国立天文台、すばる望遠鏡で撮影した土星のスペクトル画像と分析結果を公開 

 国立天文台は10月8日、すばる望遠鏡で撮影した土星と輪のスペクトルの画像とその分析結果を公開した。撮影と公開された画像作成は、ハワイ観測所(すばる望遠鏡)の田実晃人氏によるものだ。

 太陽系の惑星の中でも、小望遠鏡でも環を持った姿が見られる土星は最も馴染みがあり、地球を除いた7惑星の内でも人気が高く、知名度のある惑星といっていいだろう。画像1は、その土星本体と環に沿って分光器のスリットを当てて観測されたスペクトル(波長ごとの光の強さの分布)だ。

 土星が発する光は基本的に太陽光を反射したもので、そのスペクトルからは土星の速度や運動がわかる。
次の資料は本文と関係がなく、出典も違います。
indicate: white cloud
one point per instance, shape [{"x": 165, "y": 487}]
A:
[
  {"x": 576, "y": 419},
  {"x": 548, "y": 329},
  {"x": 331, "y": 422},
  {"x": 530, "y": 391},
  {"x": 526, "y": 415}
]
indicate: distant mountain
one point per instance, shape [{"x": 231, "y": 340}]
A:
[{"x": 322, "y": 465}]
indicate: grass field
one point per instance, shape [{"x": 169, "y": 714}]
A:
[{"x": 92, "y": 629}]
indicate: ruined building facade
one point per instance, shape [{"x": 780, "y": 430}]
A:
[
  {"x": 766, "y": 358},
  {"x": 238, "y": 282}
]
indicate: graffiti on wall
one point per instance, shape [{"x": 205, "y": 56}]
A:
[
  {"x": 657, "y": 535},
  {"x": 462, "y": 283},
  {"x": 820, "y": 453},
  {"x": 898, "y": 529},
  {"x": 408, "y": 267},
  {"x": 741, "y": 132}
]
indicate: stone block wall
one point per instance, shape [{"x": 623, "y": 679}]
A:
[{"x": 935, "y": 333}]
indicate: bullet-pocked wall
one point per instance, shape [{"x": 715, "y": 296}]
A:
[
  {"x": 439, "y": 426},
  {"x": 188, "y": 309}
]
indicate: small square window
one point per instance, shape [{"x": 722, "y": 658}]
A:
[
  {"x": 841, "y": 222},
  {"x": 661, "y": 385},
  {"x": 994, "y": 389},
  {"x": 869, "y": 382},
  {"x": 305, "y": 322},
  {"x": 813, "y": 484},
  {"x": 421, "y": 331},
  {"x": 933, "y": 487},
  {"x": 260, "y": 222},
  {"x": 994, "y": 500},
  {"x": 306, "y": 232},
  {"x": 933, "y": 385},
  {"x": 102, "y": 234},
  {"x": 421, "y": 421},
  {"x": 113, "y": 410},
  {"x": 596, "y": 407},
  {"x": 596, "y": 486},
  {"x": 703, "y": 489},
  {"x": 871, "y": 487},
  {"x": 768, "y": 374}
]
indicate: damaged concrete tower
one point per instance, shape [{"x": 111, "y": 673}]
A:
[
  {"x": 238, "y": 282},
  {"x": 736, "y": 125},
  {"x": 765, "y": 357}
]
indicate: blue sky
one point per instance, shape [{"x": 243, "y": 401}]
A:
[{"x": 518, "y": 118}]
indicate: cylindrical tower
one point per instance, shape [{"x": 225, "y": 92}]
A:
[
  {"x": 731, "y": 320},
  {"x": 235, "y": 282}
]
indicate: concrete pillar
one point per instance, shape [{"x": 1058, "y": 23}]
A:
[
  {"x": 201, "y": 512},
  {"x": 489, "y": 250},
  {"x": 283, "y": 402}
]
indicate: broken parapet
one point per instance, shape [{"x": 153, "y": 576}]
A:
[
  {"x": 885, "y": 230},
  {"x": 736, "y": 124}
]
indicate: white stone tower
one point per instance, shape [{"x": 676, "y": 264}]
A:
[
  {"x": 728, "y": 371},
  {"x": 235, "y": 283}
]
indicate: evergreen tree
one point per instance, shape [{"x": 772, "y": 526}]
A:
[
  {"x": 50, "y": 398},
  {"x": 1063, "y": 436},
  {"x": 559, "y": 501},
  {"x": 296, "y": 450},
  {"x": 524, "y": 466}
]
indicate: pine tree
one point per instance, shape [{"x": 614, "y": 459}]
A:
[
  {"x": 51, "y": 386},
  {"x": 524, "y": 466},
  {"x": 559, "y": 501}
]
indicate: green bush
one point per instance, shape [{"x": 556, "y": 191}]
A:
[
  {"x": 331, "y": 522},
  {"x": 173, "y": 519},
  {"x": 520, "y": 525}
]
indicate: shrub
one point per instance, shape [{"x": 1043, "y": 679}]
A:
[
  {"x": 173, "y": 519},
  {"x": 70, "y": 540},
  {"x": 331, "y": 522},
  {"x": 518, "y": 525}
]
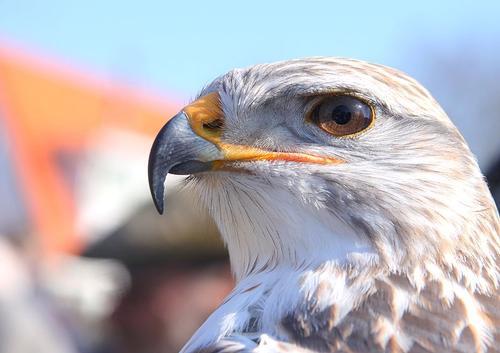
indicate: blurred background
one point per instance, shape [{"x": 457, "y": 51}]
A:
[{"x": 86, "y": 264}]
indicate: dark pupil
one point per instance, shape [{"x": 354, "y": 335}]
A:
[{"x": 341, "y": 114}]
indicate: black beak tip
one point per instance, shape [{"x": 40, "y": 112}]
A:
[
  {"x": 158, "y": 201},
  {"x": 156, "y": 180}
]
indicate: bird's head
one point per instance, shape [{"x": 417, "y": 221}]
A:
[{"x": 327, "y": 159}]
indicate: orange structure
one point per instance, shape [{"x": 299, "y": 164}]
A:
[{"x": 52, "y": 111}]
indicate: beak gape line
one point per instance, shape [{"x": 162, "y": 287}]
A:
[{"x": 177, "y": 150}]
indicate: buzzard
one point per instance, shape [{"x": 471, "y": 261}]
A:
[{"x": 355, "y": 215}]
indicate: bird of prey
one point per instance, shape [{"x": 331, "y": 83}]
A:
[{"x": 355, "y": 215}]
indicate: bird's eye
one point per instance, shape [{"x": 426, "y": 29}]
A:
[{"x": 342, "y": 116}]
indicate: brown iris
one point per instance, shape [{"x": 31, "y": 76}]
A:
[{"x": 342, "y": 115}]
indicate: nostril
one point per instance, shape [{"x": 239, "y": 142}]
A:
[{"x": 214, "y": 124}]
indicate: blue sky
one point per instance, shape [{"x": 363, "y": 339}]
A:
[{"x": 179, "y": 46}]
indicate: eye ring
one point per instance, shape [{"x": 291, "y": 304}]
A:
[{"x": 342, "y": 115}]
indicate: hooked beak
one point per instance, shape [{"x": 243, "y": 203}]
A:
[
  {"x": 177, "y": 150},
  {"x": 191, "y": 143}
]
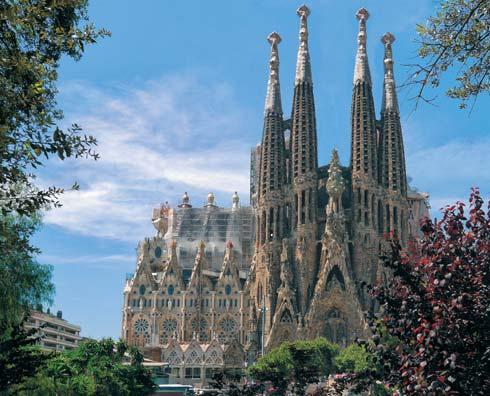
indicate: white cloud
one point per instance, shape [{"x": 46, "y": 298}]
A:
[
  {"x": 108, "y": 261},
  {"x": 155, "y": 141}
]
ちなみに、スペクトルにはやや斜めの縦方向に暗い線が太いもの細いもの何本も見えるが、これは太陽光に含まれる暗線(光が吸収される波長)を表したものだ。最も太く見える暗線は水素によるもので、「バルマー線」の1つだ。

 画像1。土星のスペクトル。すばる望遠鏡高分散分光器(HDS)による観測結果。左はHDSのスリットビュワカメラを用いた土星全体の画像。本体(中央)の上下に環のスペクトルも写っている。ハワイ時間2011年7月19日に撮影。(c) 国立天文台

 土星本体のスペクトルの暗線が傾いている理由は、土星の片側(上側)が地球に近づき、反対側(下側)が地球から遠ざかっていることにある。つまり、土星の自転によってこのようなスペクトル線の傾きが生じているわけだ。

 その波長差から、スリットを当てた赤道付近は秒速約10km/sで回転していることがわかる。理科年表によれば、土星の赤道半径は約6万km、自転周期は約10.6時間ということなので、これから計算される赤道付近の自転速度は秒速9.8km/sとなる。「土星表面」のどこで測定するかによって速度は変化するため、結果はよく一致しているといっていいだろう。

 一方、環のスペクトルを見て見ると、上側と下側で波長がずれていて、土星本体の自転と同じ向きに回転していることがわかる。ただし、それぞれの環のスペクトルにも少し傾きが見られ、それが本体とは逆になっている点が特徴だ。つまり、環の外側は内側よりもややゆっくりと回転していることがわかるのである。

 さらに土星本体のスペクトルをより詳しく見ると、実は他にも2種類の光の吸収線が見てとれる(画像2)。傾きがなく縦にまっすぐになっているものは地球大気による吸収線だ。

 画像2。土星のスペクトルの詳細。地球大気による吸収線、太陽光の反射に見られる(太陽表面で作られた)吸収線、太陽光の反射の際に土星表面で作られた吸収線の3種類が、異なる傾きで写っている。(c) 国立天文台

 一方、傾きの大きい吸収線は前述したように太陽のスペクトルであり、土星表面で反射された結果、自転運動の効果が2倍効くために傾きが大きくなる。中間の傾きの吸収線は、土星表面のガス(メタンやアンモニアなどの分子)によって作られる吸収線で、これには自転運動の効果がそのまま効いているというわけだ。

 このように、高波長分解能観測は天体の運動や大気での光の反射・吸収といった、天文学に不可欠な情報を明瞭にしてくれる、有用な観測手段なのである。